Recent Prof. George Serafeim paper combining TruValue Labs ESG data (machine learning) with MSCI ESG data (rules based analyst) “combining big data and analyst driven ESG data allows one to identify ‘value’ opportunities in the ESG space and as a result construct an investment strategy that delivers alpha while investing in companies with greatly superior ESG performance scores.” [scores as defined by these data sets] “the price of corporate sustainability performance has increased over time. This is the estimated premium (if positive) or discount (if negative) that firms with better sustainability performance trade relative to peers after accounting for several factors such as current profitability, size, leverage, past returns and other firm characteristics.” “The higher price of corporate sustainability poses a challenge for ESG investors. Do you get a good value for money from your investments? It is not only a matter of the value of corporate sustainability anymore, but it is also a function of the price you are paying for it. Value for price is key.”

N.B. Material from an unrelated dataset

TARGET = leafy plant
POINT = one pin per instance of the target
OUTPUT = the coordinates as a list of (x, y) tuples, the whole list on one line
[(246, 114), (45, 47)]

H/T George Serafeim (LI link)
“Combining corporate sustainability performance scores based on environmental, social and governance (ESG) data with big data measuring public sentiment about a company’s sustainability performance, I find that the valuation premium paid for companies with strong sustainability performance has increased over time and that the premium is increasing as a function of positive public sentiment momentum. An ESG factor going long on firms with superior or increasing sustainability performance and negative sentiment momentum and short on firms with inferior or decreasing sustainability performance and positive sentiment momentum delivers significant positive alpha. This low sentiment ESG factor is uncorrelated with other factors, such as value, momentum, size, profitability and investment. In contrast, the high sentiment ESG factor delivers insignificant alpha and is strongly negatively correlated with the value factor. The evidence suggests that public sentiment influences investor views about the value of corporate sustainability activities and thereby both the price paid for corporate sustainability and the investment returns of portfolios that consider ESG data.”
Comment: There is still a lot of practioner debate about the value of various ESG datasets and ratings. However, for those who go down a deep fundamental analysis route a variety of data sources is often seen superior than one. This is one of the first papers I have seen that has looked at combined two datasets/ratings that are developed from very different methodologies.